Os lesados do BES ocupam (muito justamente) o noticiário nacional – porque foram lesados, enganados e vítimas de crime. E o Estado (muito justamente) assumiu as suas queixas e as suas perdas, havendo até o anúncio de que se preparam acções judiciais, na sua qualidade de vítimas de crime, contra o alegado criminoso, Ricardo Salgado. Mas, que fazer quando era o Estado o dono do banco que originou os lesados? Que fazer quando o Ricardo Salgado dos lesados do Banif é o Estado português?

Vale a pena recordar, de uma forma muito sucinta, o processo que culmina nos lesados do Banif.

O Banif era um banco sediado no Funchal com grande penetração, além da Madeira, nos Açores (recorde-se que tinha adquirido o Banco Comercial dos Açores, a maior instituição bancária do arquipélago), no continente e nas comunidades de emigrantes da África do Sul, Venezuela e Costa Leste dos Estados Unidos. Em matéria de depósitos e investimentos prevaleciam os pequenos aforradores, dos quais muito milhares de emigrantes.

Em determinada altura, por razões relacionadas com o cumprimento dos rácios financeiros obrigatórios na actividade bancária, houve necessidade de se proceder à chamada capitalização do Banco (um processo, obviamente, previamente autorizado pelo Banco de Portugal e demais instituições intervenientes nestes processos). Como, numa primeira fase, essa capitalização passou pelo recurso ao apoio estatal, ficou este, Estado, com a maioria (bem acima dos 90%) do capital do Banif – ou seja, passou efectivamente a ser o dono do Banif. Tal facto, e a vontade do Estado em reduzir ou abandonar a sua tão forte presença no Capital Social do banco, levou a que essa campanha de capitalização não só prosseguisse como fosse incentivada, necessariamente devidamente autorizada pelas instituições oficiais de supervisão.

E como é que na prática se fez a angariação do capital? Abordando os pequenos aforradores, os depositantes de contas a prazo de poupanças de uma vida, os agricultores na Madeira e os Açores, os comerciantes locais, os emigrantes crédulos de um banco na sua pátria e região, argumentando algo muito simples e convincente: peguem nos seus depósitos e utilizem-nos para comprarem obrigações subordinadas, o juro sempre é um bocadinho melhor e a operação é seguríssima, “tão segura como se fosse a CGD”, basta ver “que o Estado até é o dono”.
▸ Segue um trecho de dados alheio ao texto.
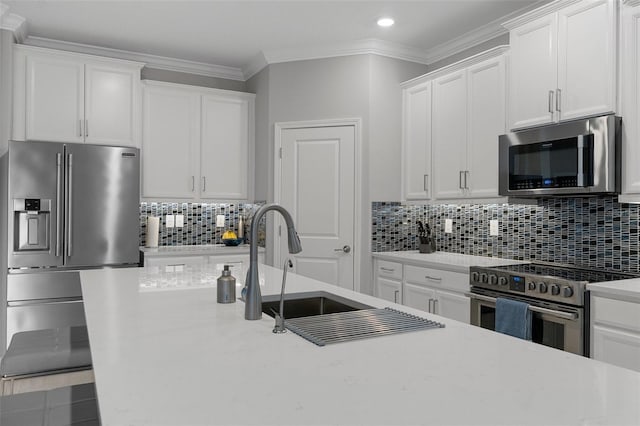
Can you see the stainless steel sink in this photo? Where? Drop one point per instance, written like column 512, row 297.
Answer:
column 299, row 305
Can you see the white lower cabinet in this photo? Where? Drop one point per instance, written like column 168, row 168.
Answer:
column 615, row 331
column 427, row 289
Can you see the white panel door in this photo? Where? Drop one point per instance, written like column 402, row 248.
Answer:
column 111, row 109
column 454, row 306
column 449, row 135
column 318, row 189
column 417, row 142
column 55, row 100
column 389, row 290
column 587, row 59
column 533, row 73
column 170, row 141
column 485, row 122
column 418, row 297
column 224, row 148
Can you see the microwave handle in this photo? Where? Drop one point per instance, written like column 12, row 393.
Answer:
column 559, row 314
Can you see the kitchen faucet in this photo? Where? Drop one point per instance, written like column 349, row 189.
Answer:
column 253, row 298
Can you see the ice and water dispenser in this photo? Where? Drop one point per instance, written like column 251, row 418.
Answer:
column 32, row 221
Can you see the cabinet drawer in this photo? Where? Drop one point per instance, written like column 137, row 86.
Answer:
column 617, row 313
column 437, row 278
column 389, row 269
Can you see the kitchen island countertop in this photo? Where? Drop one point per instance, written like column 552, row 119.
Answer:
column 176, row 357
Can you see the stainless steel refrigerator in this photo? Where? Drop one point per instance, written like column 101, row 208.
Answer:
column 68, row 207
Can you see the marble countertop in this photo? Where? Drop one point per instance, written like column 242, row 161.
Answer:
column 454, row 262
column 171, row 355
column 204, row 250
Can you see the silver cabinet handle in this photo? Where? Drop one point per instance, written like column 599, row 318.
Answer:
column 69, row 203
column 559, row 314
column 58, row 210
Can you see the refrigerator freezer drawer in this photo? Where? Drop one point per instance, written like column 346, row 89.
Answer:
column 42, row 316
column 43, row 285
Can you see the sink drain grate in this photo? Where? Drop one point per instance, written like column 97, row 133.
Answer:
column 363, row 324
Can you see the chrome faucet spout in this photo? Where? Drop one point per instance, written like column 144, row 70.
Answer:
column 253, row 298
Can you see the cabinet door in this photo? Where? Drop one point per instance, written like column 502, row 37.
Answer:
column 54, row 99
column 449, row 135
column 631, row 99
column 452, row 305
column 616, row 347
column 533, row 73
column 170, row 141
column 390, row 290
column 417, row 142
column 224, row 149
column 111, row 105
column 587, row 59
column 419, row 297
column 486, row 121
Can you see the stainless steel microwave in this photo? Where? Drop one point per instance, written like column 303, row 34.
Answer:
column 579, row 157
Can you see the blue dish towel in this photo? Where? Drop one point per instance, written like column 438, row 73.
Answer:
column 513, row 318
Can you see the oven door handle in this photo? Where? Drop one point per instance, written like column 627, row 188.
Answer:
column 559, row 314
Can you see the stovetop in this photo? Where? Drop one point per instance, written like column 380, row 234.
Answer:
column 567, row 273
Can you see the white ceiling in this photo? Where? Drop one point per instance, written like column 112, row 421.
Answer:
column 235, row 33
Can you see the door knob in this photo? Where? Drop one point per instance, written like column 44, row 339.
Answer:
column 345, row 249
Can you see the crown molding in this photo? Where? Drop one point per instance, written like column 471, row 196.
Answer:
column 151, row 61
column 536, row 13
column 12, row 22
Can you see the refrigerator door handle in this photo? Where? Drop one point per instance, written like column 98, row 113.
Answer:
column 58, row 210
column 68, row 209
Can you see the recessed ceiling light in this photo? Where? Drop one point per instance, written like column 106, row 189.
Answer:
column 385, row 22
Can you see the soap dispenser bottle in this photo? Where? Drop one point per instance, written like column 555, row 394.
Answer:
column 226, row 287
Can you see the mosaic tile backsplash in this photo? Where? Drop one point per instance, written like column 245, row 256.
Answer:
column 199, row 222
column 591, row 232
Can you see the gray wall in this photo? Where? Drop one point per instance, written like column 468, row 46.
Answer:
column 358, row 86
column 192, row 79
column 6, row 85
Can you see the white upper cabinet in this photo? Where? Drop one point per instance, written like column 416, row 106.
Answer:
column 197, row 143
column 563, row 63
column 450, row 135
column 416, row 137
column 68, row 97
column 456, row 136
column 630, row 95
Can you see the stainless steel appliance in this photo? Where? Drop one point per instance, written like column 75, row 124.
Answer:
column 580, row 157
column 67, row 207
column 557, row 298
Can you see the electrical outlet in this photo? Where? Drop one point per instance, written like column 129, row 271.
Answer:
column 448, row 226
column 494, row 229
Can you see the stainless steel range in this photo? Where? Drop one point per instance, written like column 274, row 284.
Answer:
column 557, row 298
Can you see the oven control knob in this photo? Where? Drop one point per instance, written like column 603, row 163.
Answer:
column 567, row 291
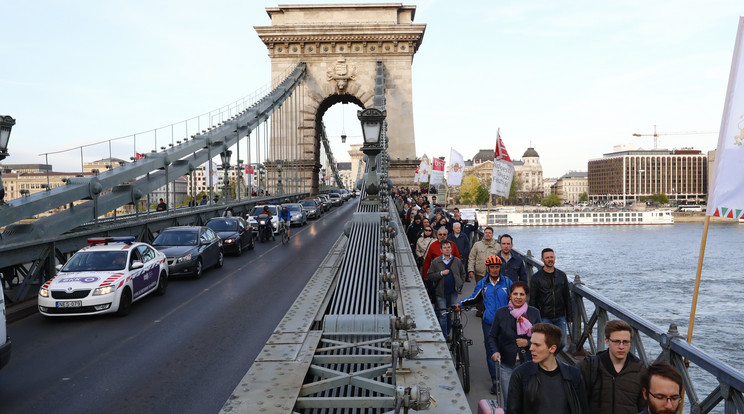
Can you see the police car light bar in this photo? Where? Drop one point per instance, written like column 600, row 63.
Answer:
column 107, row 240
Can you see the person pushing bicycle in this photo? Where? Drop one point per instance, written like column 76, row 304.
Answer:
column 285, row 218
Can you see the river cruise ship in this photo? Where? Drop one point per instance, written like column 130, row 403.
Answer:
column 575, row 218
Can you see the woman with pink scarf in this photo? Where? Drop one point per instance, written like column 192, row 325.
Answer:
column 511, row 332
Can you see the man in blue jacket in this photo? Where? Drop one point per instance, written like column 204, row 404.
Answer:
column 513, row 267
column 493, row 292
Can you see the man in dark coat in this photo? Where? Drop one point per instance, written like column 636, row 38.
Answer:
column 462, row 241
column 546, row 385
column 551, row 294
column 613, row 377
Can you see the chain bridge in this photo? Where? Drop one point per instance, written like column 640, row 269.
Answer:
column 362, row 336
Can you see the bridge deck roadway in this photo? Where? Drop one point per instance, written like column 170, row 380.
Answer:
column 181, row 353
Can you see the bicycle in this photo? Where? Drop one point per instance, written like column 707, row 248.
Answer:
column 459, row 348
column 285, row 233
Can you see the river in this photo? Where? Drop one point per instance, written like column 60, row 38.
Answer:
column 651, row 270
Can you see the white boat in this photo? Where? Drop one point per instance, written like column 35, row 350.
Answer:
column 501, row 218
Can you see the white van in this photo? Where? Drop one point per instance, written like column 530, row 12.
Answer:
column 4, row 338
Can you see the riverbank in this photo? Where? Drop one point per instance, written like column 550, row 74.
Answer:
column 700, row 217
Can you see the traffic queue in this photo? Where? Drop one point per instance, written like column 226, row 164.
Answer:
column 111, row 273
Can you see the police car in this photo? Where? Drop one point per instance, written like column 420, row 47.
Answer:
column 105, row 276
column 273, row 208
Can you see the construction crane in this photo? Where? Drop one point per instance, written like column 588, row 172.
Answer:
column 656, row 135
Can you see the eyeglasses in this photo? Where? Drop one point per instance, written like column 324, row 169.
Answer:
column 673, row 398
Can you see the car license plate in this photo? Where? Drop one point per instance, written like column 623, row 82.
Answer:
column 70, row 304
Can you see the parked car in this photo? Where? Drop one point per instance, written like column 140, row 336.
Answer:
column 326, row 200
column 336, row 199
column 312, row 208
column 324, row 206
column 190, row 249
column 235, row 233
column 273, row 208
column 5, row 344
column 104, row 277
column 297, row 215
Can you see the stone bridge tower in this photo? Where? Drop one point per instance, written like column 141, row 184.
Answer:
column 341, row 45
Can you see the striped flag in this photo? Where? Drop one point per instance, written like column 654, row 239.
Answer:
column 454, row 178
column 503, row 169
column 437, row 171
column 726, row 195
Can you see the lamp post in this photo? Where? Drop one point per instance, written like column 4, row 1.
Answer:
column 225, row 155
column 6, row 124
column 279, row 185
column 239, row 189
column 372, row 119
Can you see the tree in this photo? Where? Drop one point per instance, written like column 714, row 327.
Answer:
column 551, row 201
column 469, row 189
column 482, row 195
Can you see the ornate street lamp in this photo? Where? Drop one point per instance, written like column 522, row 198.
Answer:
column 279, row 185
column 372, row 119
column 6, row 124
column 225, row 156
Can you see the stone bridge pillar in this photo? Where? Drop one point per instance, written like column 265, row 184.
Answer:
column 341, row 45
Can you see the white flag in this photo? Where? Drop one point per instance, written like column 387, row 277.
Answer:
column 437, row 172
column 503, row 169
column 726, row 195
column 456, row 167
column 424, row 172
column 211, row 180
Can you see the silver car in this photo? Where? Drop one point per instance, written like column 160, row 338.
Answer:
column 297, row 215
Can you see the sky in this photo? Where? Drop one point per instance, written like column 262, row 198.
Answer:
column 571, row 79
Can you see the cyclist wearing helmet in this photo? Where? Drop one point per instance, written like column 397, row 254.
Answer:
column 493, row 292
column 285, row 218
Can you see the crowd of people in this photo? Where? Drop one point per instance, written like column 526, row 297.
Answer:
column 525, row 321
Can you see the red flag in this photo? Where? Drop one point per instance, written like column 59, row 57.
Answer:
column 500, row 152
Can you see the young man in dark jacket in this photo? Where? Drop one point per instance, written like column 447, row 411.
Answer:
column 546, row 385
column 613, row 376
column 550, row 293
(Tudo isto está provado e documentado no exaustivo trabalho realizado pela Comissão de Peritos criada para este fim no âmbito da Ordem dos Advogados).

As acções de muitos dos agentes comerciais do Banif neste período são uma lamentável lista de iniquidades, processos enganosos e ardilosos, cinismo e desumanidade (consulte-se o Relatório da referida Comissão de Peritos, o qual é público e sem rasuras).
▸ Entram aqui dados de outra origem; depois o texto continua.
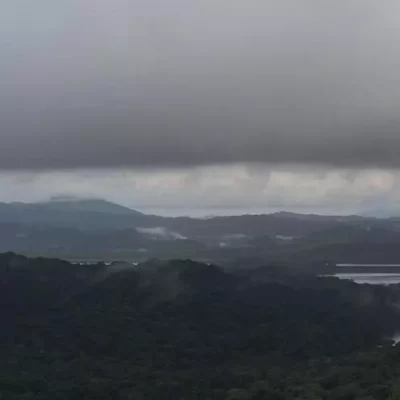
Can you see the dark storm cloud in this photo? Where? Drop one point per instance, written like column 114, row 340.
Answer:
column 101, row 83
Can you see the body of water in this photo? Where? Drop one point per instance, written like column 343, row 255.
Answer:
column 371, row 278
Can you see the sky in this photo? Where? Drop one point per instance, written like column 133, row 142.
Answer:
column 206, row 107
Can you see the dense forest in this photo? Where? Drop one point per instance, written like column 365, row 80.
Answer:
column 186, row 330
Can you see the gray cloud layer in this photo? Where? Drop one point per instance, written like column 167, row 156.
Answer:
column 101, row 83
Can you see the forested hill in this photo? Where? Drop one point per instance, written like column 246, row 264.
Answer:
column 186, row 330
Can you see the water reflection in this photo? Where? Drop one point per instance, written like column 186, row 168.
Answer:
column 371, row 278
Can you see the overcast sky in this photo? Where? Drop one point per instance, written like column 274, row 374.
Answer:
column 167, row 104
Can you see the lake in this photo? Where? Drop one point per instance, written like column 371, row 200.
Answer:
column 371, row 278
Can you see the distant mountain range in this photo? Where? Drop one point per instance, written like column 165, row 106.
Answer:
column 97, row 229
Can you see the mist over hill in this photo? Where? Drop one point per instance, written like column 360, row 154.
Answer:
column 93, row 229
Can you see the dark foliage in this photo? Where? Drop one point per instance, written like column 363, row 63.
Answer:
column 185, row 330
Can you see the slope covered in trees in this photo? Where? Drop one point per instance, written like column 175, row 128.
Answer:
column 185, row 330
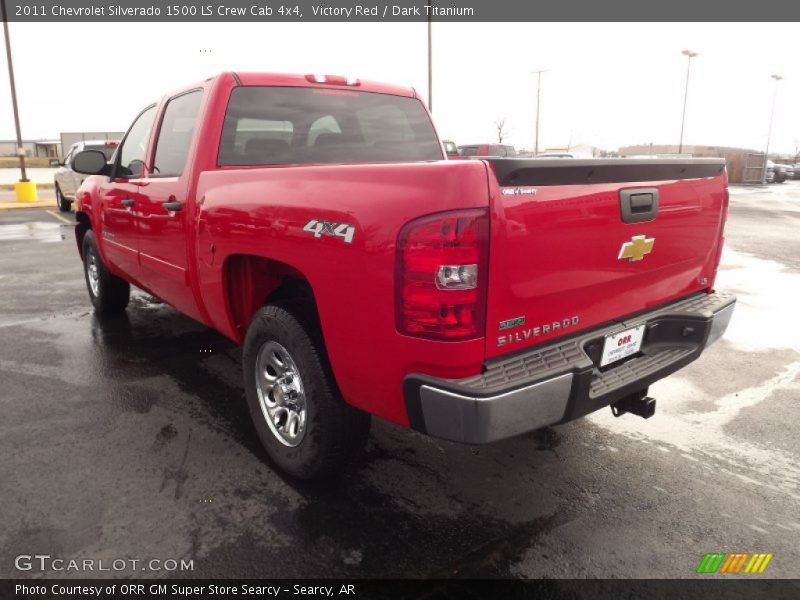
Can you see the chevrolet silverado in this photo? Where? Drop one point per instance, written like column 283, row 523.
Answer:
column 316, row 221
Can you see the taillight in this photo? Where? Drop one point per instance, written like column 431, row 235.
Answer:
column 442, row 275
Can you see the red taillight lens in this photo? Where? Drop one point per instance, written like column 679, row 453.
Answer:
column 442, row 275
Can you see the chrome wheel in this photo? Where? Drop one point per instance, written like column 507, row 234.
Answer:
column 93, row 274
column 280, row 394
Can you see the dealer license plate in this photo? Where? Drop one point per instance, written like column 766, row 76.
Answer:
column 621, row 345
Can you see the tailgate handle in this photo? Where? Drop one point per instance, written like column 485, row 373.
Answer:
column 638, row 205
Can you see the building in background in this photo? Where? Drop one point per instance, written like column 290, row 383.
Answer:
column 70, row 137
column 33, row 148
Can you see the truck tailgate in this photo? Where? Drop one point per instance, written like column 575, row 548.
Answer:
column 575, row 244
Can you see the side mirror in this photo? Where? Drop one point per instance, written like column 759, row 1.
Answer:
column 90, row 162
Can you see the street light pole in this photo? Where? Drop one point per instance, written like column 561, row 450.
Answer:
column 777, row 78
column 690, row 55
column 430, row 61
column 538, row 102
column 20, row 149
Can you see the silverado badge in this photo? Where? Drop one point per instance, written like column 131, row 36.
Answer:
column 636, row 248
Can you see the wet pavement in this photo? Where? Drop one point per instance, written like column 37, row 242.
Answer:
column 129, row 438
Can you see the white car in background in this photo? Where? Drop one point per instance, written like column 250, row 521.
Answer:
column 68, row 181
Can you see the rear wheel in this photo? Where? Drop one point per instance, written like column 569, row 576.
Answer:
column 64, row 205
column 109, row 294
column 301, row 419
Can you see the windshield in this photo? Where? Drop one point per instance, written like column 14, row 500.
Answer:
column 274, row 126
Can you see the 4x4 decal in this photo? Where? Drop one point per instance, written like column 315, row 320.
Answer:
column 320, row 228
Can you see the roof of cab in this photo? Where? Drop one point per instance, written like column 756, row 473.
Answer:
column 289, row 80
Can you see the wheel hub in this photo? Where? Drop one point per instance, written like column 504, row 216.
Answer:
column 280, row 393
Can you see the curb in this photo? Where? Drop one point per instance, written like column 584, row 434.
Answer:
column 50, row 203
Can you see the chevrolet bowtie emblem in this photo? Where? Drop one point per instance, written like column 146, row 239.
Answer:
column 636, row 248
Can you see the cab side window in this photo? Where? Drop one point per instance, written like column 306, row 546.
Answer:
column 175, row 134
column 134, row 146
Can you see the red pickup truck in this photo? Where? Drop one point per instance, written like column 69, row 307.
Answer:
column 316, row 221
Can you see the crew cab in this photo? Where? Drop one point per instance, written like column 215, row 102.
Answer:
column 316, row 221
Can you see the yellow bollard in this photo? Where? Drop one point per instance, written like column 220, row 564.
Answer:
column 26, row 191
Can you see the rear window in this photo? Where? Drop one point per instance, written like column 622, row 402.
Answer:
column 105, row 149
column 275, row 126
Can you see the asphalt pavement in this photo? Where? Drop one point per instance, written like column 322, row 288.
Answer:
column 129, row 438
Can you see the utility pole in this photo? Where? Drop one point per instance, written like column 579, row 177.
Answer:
column 538, row 102
column 430, row 60
column 690, row 55
column 777, row 78
column 20, row 149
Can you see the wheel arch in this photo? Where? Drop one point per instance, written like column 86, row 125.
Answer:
column 251, row 281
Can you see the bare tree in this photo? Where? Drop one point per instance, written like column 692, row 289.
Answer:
column 500, row 124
Houve de tudo: agentes comerciais que subiram aos pastos nos Açores para convencerem e assinar compras de obrigações subordinadas no meio das vacas, vendas por telefone baseadas na confiança no banco (por exemplo, referindo “então está decidido, passe por cá um destes dias para assinar...”), donas de casas sensibilizadas para convencerem os maridos, emigrantes enganados nas mesas dos seus clubes ou nos cafés de encontros regulares por agentes comerciais insistentes e agressivos. 

Qual o perfil destes novos subscritores de obrigações subordinadas do Banif? Um estudo realizado com base nos inscritos na ALBOA, Associação dos Lesados do Banif, revelou: muito alta iliteracia financeira, baixa escolaridade (esmagadora maioria só com a 4.ª classe), fracos recursos financeiros (há casos comprovados de necessidade de subsídio de sobrevivência) e, hoje em dia, alta faixa etária (pelo menos mais de 60 anos).
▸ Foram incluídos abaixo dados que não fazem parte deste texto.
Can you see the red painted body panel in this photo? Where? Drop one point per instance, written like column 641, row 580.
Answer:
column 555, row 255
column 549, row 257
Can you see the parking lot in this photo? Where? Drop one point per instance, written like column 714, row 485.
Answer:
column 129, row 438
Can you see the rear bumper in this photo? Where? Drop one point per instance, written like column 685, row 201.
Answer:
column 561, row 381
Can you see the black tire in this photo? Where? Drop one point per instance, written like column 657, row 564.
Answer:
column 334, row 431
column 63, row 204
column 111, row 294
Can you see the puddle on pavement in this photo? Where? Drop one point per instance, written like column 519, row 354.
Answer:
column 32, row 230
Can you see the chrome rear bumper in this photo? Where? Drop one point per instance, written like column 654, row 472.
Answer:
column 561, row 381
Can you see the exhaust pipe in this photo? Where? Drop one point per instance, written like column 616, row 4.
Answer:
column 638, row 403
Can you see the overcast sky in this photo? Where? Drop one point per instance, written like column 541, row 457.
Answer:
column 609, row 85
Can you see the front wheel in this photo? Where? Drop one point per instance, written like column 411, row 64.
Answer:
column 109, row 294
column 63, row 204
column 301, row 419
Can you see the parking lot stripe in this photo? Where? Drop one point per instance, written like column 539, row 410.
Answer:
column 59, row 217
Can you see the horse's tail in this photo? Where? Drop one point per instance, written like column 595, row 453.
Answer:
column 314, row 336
Foi este universo de pessoas que foram “enganadas” e “espoliadas” por um Banif do Estado com conhecimento dos órgãos de supervisão do Estado!

No Banif não houve (aparentemente...) falsificação de contas. No Banif não houve (formalmente) associação criminosa. Mas houve – no mínimo – abuso do nome do Estado para credibilizar vergonhosas acções! E houve ausência de Estado para – também no mínimo – defender os seus cidadãos e a honra do seu nome.

O primeiro-ministro, António Costa, teve a louvável atitude de querer perceber a situação e dar voz ao desespero dos lesados do Banif quando, numa célebre manifestação no Funchal, comprometendo-se na resolução do problema, disse alto e bom som para os presentes e para a imprensa: “Estas pessoas foram enganadas.” 

Enganadas por quem? Pelo Estado, evidentemente.

Que o Estado refaça o mal feito. Mas a tempo de refazer (parcialmente, claro) o mal feito. Porque o Estado pode não ter pressa, mas os lesados do Banif têm!